JAKARTA – Pemerintah sudah menegaskan akan menggenjot ketersediaan pembangkit listrik berbasis Energi Baru Terbarukan (EBT). Salah satu cara untuk mempercepat pembangunan pembangkit listrik EBT adalah dengan menerbitkan Peraturan Presiden (Perpres) tentang tarif pembelian tenaga listrik yang bersumber dari energi terbarukan.

Berdasarkan draf Perpres yang diterima Dunia Energi Perpres anyar tersebut akan mengatur harga jual listrik EBT dengan tiga mekanisme.

Mekanisme pertama adalah dengan Feed In Tariff (FIT), Harga Patokan Tertinggi (HPT), dan harga kesepakatan tenaga listrik dari pembangkit peaker.

Rencananya implementasi dari perpres EBT akan dilakukan secara staging. Dalam 10 tahun pertama harga listrik pembangkit EBT akan tinggi, baru setelah 10 tahun beroperasi tarif listrik akan turun.

Berdasarkan data Kementerian ESDM, gambaran beberapa tarif listrik dalam draft Perpres harga EBT misalnya untuk harga listrik dari Pembangkit Listrik Tenaga Air (PLTA) kapasitas kurang atau sama dengan 10 megawatt (MW) menggunakan skema FIT yakni sebesar US$ 9,90 sen per kWh.

PLTA kapasitas 10-50 MW dengan skema HPT yakni sebesar US$ 8,00 sen per kWh dan kapasitas lebih dari 100 MW dengan skema HPT yakni sebesar US$ 6,80 sen per kWh. Sedangkan, untuk Pembangkit Listrik Tenaga Air (PLTA) dengan menggunakan sistem peaker yakni bersifat negosiasi.

Kemudian, untuk harga listrik dari Pembangkit Listrik Tenaga Surya (PLTS) kapasitas kurang atau sama dengan 10 Mega Watt Peak (MWp) menggunakan skema FIT yakni sebesar US$ 10,15 sen per kWh. Sedangkan untuk PLTS kapasitas lebih atau sama dengan 10 MWp menggunakan skema HPT yakni sebesar US$ 7,5 sen per kWh.

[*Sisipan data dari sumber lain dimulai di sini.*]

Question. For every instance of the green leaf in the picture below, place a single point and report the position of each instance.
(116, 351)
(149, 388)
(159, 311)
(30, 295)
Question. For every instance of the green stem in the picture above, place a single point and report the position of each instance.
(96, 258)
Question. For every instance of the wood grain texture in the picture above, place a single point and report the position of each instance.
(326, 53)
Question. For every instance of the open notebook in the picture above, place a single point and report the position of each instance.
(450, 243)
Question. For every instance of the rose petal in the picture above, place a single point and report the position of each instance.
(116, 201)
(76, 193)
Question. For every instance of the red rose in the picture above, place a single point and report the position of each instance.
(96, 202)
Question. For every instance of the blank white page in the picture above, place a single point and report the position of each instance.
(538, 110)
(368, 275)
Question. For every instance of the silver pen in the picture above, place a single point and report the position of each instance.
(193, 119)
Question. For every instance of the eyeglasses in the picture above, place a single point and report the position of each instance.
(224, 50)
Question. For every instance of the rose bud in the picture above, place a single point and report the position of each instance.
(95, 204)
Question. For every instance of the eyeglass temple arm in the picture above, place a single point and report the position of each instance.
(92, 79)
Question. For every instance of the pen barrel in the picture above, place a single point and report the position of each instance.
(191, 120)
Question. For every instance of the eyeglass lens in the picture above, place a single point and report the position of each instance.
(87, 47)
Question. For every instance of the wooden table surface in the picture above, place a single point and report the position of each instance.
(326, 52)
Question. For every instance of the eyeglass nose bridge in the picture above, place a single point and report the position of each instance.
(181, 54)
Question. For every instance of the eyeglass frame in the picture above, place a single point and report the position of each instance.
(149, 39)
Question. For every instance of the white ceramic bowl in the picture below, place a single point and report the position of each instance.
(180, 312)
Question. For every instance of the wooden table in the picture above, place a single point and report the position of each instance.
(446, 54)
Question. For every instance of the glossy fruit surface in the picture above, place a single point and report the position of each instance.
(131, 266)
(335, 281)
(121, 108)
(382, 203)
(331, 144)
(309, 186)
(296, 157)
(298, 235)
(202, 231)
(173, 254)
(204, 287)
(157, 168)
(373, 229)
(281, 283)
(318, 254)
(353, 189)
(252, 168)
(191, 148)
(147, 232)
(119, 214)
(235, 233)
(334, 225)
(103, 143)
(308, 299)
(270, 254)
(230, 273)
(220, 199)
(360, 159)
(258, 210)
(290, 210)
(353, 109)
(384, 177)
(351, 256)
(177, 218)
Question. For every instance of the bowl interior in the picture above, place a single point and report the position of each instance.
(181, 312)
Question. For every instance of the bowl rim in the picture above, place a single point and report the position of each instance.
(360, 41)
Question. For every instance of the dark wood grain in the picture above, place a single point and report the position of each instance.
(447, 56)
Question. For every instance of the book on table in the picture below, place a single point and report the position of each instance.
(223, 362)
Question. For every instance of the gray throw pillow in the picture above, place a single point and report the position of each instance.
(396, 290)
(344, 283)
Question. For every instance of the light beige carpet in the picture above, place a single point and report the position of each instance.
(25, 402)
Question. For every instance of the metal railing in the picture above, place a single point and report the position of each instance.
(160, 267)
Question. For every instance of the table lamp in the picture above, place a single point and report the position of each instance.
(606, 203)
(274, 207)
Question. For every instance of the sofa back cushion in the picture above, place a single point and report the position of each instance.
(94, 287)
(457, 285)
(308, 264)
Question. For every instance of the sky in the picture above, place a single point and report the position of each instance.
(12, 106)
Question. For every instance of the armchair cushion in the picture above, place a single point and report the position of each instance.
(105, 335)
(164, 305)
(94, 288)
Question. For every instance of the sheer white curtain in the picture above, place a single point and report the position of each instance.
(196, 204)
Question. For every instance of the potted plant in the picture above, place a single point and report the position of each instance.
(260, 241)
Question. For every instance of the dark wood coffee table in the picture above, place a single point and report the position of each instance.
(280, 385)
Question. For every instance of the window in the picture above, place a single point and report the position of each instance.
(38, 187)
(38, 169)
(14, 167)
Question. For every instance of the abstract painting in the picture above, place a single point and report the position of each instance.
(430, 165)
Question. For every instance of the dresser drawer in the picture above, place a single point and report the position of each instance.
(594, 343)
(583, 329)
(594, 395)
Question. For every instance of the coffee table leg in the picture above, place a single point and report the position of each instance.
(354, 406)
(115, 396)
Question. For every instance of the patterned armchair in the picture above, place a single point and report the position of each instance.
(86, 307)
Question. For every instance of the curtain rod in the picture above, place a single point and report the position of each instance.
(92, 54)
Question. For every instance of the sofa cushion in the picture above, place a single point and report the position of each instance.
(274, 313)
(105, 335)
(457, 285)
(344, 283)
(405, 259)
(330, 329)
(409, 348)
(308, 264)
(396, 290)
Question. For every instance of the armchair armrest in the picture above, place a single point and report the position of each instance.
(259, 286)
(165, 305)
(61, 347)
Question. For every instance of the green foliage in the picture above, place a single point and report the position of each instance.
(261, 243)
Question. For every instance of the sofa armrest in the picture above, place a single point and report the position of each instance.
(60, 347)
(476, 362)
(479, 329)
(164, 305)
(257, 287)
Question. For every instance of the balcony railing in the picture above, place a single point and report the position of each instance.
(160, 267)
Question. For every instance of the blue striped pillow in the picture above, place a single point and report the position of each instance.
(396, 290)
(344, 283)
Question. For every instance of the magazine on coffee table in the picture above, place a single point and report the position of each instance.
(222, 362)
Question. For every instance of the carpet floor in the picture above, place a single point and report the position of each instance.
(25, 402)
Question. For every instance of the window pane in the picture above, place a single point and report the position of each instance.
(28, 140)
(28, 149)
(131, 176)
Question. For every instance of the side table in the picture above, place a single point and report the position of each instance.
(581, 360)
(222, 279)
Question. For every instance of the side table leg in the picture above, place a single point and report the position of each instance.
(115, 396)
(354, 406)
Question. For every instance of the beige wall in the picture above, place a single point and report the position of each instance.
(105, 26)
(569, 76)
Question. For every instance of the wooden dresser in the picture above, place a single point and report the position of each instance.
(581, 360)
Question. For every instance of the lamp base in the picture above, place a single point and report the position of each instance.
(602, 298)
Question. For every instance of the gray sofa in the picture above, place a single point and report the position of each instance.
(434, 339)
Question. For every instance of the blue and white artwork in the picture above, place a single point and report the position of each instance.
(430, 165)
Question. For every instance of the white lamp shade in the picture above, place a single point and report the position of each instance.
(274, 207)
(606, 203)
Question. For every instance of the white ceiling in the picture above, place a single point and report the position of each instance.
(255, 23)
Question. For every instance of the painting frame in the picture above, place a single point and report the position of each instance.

Kemudian Pembangkit Listrik Tenaga Panas Bumi (PLTP) 10-50 MW dengan menggunakan HPT yakni sebesar US$ 8,92 sen per kWh. PLTP dengan kapasitas 50-100 MW dengan menggunakan skema HPT yakni sebesar US$ 8,19 sen per kWh dan untuk PLTP berkapasitas lebih dari 100 MW menggunakan skema HPT yakni sebesar US$ 7,25 sen per kWh.